New funding boost for CYGNUS-Oz experiment

Members of the CYGNUS-Oz collaboration have received a funding injection of more than $90,000 that will enable the Australian team to play a pivotal role in the international quest to develop directional dark matter detectors.

The Australian National University grant will be used to purchase a camera readout for the CYGNUS-1 Time Projection Chamber (TPC) that will provide more detailed studies of directional particle events in the detector.

The funding was available through an ANU Major Equipment Committee (MEC) grant, which also included $10,000 contributions from the ANU Research School of Physics and  the Dark Matter Centre.

CYGNUS-1 is a prototype particle detector being used as a research and development test bed for a future large-scale dark matter experiment.

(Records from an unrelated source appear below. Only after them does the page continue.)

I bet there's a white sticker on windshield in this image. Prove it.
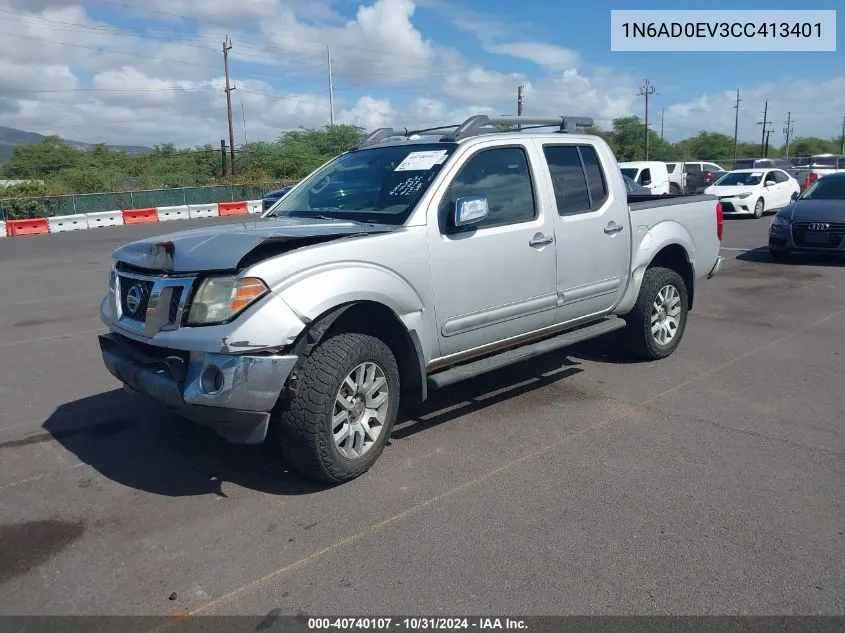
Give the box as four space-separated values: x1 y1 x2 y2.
394 150 448 171
750 171 764 177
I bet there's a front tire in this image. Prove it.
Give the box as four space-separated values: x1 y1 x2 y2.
753 198 765 218
623 267 688 360
669 183 681 196
275 333 400 483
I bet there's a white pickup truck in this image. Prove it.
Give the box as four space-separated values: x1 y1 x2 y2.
98 115 725 483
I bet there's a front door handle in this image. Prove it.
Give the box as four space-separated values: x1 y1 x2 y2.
604 222 624 235
529 234 554 248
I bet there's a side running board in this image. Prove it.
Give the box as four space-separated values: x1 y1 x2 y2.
427 317 626 390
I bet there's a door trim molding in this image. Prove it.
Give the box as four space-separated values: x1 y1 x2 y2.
441 293 558 337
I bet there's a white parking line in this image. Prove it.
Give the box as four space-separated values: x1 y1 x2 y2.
720 247 755 251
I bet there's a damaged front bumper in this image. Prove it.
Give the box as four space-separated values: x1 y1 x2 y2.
99 333 298 444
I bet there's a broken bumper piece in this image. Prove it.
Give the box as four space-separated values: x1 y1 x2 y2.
98 333 298 444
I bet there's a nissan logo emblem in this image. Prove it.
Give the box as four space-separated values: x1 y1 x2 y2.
125 283 144 315
807 223 830 231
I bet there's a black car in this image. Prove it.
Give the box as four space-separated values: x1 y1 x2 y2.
769 172 845 261
262 185 295 211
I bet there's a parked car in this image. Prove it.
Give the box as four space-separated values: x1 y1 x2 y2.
97 114 725 483
732 157 792 170
665 161 726 195
706 168 800 218
262 184 295 211
619 161 671 195
788 154 845 192
769 172 845 261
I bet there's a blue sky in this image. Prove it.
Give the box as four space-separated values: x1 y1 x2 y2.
1 0 843 147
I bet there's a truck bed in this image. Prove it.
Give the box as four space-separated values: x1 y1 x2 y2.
627 193 716 209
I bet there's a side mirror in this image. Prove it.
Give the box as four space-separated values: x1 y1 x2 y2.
453 195 489 227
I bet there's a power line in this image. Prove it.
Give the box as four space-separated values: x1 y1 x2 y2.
327 46 335 126
223 36 237 176
757 100 773 157
638 79 656 159
783 112 794 158
733 89 741 161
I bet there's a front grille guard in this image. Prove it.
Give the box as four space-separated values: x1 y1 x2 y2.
113 268 197 337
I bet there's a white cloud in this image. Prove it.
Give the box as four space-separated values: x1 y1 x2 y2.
664 77 845 142
485 42 581 71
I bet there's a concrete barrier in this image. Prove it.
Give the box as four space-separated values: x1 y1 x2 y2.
122 208 158 224
48 214 89 233
85 210 124 228
218 201 248 216
6 218 50 236
188 203 219 219
0 220 6 237
156 205 190 222
247 200 264 214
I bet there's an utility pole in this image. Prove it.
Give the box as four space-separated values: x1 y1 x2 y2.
756 100 772 157
660 107 665 140
327 46 335 126
764 129 772 158
223 36 237 176
733 89 741 161
220 139 227 177
783 112 794 158
517 84 525 132
840 115 845 154
638 79 655 159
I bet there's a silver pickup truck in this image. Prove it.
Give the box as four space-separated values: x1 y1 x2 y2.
98 115 725 483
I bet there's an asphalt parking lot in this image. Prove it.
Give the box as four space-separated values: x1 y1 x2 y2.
0 215 843 616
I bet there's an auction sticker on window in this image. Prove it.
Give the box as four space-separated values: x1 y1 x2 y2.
394 150 448 171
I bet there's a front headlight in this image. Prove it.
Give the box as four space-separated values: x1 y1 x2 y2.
187 276 269 325
736 192 752 199
770 215 790 230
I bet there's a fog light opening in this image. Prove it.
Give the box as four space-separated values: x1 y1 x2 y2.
200 366 224 394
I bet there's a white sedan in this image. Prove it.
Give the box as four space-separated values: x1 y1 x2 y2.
704 168 801 218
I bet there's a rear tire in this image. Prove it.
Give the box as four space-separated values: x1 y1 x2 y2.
623 267 688 361
275 333 400 483
753 198 765 218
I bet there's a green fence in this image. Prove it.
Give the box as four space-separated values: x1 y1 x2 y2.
0 184 279 221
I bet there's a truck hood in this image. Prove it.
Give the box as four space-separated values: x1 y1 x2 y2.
780 199 845 223
112 216 399 273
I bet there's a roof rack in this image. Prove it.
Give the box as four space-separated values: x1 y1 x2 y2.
351 114 594 149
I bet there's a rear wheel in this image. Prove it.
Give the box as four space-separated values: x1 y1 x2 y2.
753 198 765 218
275 333 400 483
623 267 688 360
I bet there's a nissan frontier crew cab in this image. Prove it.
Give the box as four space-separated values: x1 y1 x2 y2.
98 114 725 483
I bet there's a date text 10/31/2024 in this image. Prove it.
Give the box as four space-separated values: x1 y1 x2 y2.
307 618 528 630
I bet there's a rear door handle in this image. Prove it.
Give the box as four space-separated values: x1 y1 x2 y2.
604 222 624 235
529 234 554 248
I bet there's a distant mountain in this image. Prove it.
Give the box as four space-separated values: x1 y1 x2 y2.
0 126 151 162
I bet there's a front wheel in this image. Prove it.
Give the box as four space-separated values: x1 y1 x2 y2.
669 183 681 196
275 333 400 483
622 267 689 360
753 198 765 218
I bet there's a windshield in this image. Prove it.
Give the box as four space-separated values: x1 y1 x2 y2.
714 171 763 186
620 168 638 179
266 143 457 224
801 177 845 200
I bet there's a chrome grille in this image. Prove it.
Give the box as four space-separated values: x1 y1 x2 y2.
792 222 845 249
113 269 195 337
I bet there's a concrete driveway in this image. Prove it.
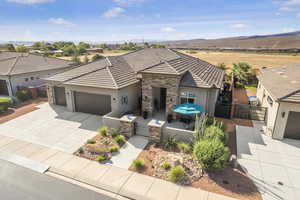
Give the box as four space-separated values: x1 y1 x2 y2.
237 121 300 200
0 103 101 153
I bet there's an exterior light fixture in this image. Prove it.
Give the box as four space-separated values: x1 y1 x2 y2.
281 112 285 118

The prototype is already equipped with a wire readout to capture the ionisation charge from particle events and a photomultiplier has been purchased to capture the optical signal that is also produced by particles that cause scintillation in the detector.

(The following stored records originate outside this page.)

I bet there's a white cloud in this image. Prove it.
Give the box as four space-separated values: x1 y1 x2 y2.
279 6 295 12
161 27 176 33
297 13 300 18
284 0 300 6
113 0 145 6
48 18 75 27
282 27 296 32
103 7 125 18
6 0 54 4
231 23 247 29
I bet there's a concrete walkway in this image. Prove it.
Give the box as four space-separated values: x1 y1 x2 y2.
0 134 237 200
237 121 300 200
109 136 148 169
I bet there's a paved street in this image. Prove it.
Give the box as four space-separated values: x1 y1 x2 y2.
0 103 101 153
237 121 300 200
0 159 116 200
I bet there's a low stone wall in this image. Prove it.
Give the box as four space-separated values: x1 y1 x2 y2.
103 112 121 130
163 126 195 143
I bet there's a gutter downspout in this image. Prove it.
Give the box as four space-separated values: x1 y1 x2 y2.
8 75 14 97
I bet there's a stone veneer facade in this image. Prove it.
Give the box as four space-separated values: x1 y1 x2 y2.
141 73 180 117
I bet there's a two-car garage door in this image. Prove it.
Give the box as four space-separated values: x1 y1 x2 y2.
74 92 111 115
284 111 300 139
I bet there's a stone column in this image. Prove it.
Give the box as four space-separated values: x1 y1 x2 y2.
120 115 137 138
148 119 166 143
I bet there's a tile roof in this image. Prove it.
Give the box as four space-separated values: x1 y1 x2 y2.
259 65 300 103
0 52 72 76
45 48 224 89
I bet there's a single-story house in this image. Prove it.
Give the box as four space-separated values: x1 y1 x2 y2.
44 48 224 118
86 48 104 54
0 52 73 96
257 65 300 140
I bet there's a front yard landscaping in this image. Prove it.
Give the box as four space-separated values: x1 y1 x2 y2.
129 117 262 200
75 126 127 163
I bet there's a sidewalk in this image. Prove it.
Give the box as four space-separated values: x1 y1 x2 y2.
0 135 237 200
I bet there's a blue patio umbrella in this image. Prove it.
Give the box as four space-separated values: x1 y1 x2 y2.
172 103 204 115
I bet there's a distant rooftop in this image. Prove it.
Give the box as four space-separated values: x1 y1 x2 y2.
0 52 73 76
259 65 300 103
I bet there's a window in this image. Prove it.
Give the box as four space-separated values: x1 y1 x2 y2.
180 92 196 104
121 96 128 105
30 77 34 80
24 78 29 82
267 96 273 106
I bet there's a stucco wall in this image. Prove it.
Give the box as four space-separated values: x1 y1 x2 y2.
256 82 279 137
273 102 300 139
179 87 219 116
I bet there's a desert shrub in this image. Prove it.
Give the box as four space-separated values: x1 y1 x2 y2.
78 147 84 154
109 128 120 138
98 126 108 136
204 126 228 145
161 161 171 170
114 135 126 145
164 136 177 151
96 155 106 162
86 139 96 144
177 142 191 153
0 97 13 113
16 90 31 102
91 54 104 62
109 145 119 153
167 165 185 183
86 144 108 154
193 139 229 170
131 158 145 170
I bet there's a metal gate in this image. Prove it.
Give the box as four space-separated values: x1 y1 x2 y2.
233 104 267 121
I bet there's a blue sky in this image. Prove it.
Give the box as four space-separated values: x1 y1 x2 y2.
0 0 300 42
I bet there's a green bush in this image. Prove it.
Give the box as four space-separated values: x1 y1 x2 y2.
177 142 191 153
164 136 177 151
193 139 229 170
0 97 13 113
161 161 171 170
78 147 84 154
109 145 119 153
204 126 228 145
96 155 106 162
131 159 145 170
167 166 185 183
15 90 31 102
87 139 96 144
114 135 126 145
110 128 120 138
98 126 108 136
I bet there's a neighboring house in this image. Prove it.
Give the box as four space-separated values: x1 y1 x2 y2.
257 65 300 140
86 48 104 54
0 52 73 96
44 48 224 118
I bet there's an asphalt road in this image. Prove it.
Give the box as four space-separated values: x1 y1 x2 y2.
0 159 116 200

The funding will enable the addition of a highly segmented optical readout to also capture the scintillation light generated in the avalanche region of the detectors; this enables a move from the current coarsely segmented 2D readout to a finely segmented 3D readout.

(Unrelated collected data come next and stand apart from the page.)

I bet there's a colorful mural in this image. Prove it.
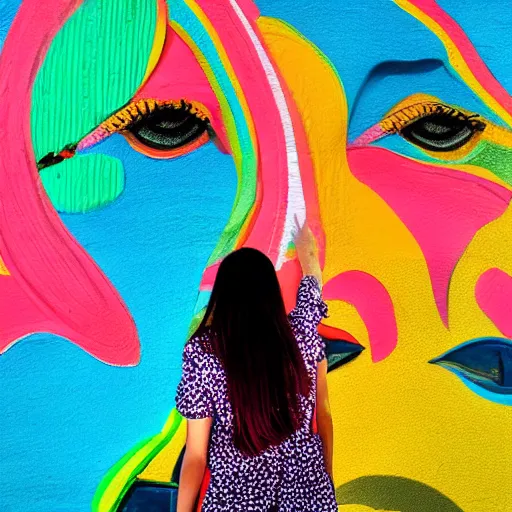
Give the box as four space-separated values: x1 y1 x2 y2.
1 0 512 511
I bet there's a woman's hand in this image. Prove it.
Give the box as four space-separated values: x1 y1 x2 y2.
294 216 322 287
294 217 318 256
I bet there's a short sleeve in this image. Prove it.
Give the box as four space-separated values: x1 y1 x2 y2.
289 276 328 363
175 341 214 419
289 275 328 328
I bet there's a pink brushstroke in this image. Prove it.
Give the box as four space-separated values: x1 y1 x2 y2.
410 0 512 118
351 124 386 147
196 0 290 266
236 0 260 20
197 4 324 292
134 25 229 153
323 271 397 362
0 0 139 365
476 268 512 338
348 146 512 325
77 126 110 151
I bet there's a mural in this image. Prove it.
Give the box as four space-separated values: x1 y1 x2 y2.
1 0 512 510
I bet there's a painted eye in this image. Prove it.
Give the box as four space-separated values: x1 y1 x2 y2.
125 101 210 155
324 339 365 372
400 112 485 152
430 337 512 405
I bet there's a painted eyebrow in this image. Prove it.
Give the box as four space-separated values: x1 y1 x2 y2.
350 58 444 122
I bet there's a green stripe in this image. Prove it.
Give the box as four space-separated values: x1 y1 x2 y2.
170 0 258 264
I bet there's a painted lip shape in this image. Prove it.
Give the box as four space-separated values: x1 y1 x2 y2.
319 322 365 372
336 475 464 512
430 337 512 405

The Centre investigators applying for the grant were Lindsey Bignell (lead), Zuzana Slavkovska, Peter McNamara, Greg Lane, and Andrew Stuchbery, all from the ANU node.

The ANU CYGNUS-Oz team (from left) Zuzana Slavkovska, Lachlan McKie, Peter McNamara, Lindsey Bignell, Ferdos Dastgiri and Victoria Bashu.

The ANU is the main experimental hub for CYGNUS-Oz, which also includes researchers from the University of Adelaide, the University of Melbourne, and the University of Sydney.

Dr Bignell said the equipment purchase made possible through the funding would have a significant impact on the contribution the Australian collaboration could make to the international CYGNUS project.

“This will result in an instrument that is unique in the world among comparable highly segmented gas TPCs, and will enable several studies that are impossible without an intensified camera,” he said.

“These attributes will position CYGNUS-1 as a unique facility that enables investigations of low-energy particle events to address outstanding research questions that are relevant to building larger-scale detectors in Australia, and in international laboratories,” Dr Bignell said.

The long-term vision is for a distributed network of large directional gas TPCs located at underground laboratories in the UK, Italy, US, Japan, and Australia with world leading sensitivity to dark matter detection, and the capability to perform ‘dark matter astronomy’.